Friday, May 30, 2014

Day 16 - May 21, 2014 - Plitvice National Park

We were up early on on the trail by 9am. At the trail head we met the ranger who according to our desk clerk would tell us the best way to spend 3 days. Upon telling the Information Ranger we would be here for 2-1/2 full days he said, "No, that much too long. See everything good in 90 minutes. But if you want you could go down that way, but that way is actually closed because trail is 2 feet underwater. So maybe you don't go that way."
I just thanked him for the "advice" and we headed out to explore the park. The area had just received record rains this spring, so even the locals were coming out to the park to see the waterfalls. The 90 minute viewing seems to be what most bus tours get, however, that is just a small portion of the park. We spent the entire day on the upper lakes exploring all the trails. The trails are a complete labyrinth. Most visitors were walking along the trails with a confused look on the face which then turns to disbelief as they round a corner to see the next barrage of waterfalls. 



The lake is comprised of 16 terraced lakes with countless waterfalls. So as long as you keep weaving your way up, you know you are going the right way. Lake Plitvice is truly an incredible place. If you are into geology, this is the place to be. According to geologists, Plitvice is a "perfect storm" of unique geological, climatic and biological features found in very few places on earth aside from just being spectacularly beautiful. The water is perfectly clear because it calcifies everything it touches thereby preventing the creation of mud, so the bottom of the lakes are entirely stone. Because of the magnesium carbonate in the water, the water changes color with the direction of the sun. Everywhere you look, there are trout of all different sizes swimming lazily along. The entire park is protected, so there is no swimming or fishing.


















Walking through the park, it's hard to believe that this is where the Croatian/Bosnian/Yugolsavian war began on Easter Sunday 1991. The Serbs held Plitvice until 1995 and most Croatians were evacuated from the area.

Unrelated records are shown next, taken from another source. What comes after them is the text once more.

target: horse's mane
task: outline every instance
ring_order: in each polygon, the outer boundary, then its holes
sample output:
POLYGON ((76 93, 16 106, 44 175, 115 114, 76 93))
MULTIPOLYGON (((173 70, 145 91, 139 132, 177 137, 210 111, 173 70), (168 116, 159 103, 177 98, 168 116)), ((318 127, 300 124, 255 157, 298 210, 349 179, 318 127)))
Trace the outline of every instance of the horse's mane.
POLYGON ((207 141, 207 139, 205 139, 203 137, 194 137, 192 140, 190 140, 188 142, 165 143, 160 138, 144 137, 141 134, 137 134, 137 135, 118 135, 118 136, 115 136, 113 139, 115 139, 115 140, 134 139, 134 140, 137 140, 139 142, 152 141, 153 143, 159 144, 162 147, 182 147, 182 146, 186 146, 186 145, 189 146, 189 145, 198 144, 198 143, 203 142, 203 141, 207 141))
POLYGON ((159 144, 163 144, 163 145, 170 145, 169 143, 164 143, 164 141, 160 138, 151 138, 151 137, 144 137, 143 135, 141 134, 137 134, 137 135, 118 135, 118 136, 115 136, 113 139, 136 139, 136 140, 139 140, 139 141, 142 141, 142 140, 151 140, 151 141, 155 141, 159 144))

During those 5 years, the park saw no tourists and was allowed to grow wild allowing the ecosystem to recover. The park did not start actively receiving tourists again until 2001.

















We basically immersed ourselves in the park. Around 5:00 we caught the boat and went 30 minutes down the lake to do a little recon of the lower lakes for the next day. From above, we could see the trails and a cave system, plus the park's biggest waterfall was somewhere down in the canyon.



It had been an excellent day! I ended it with having trout for dinner. It was delicious!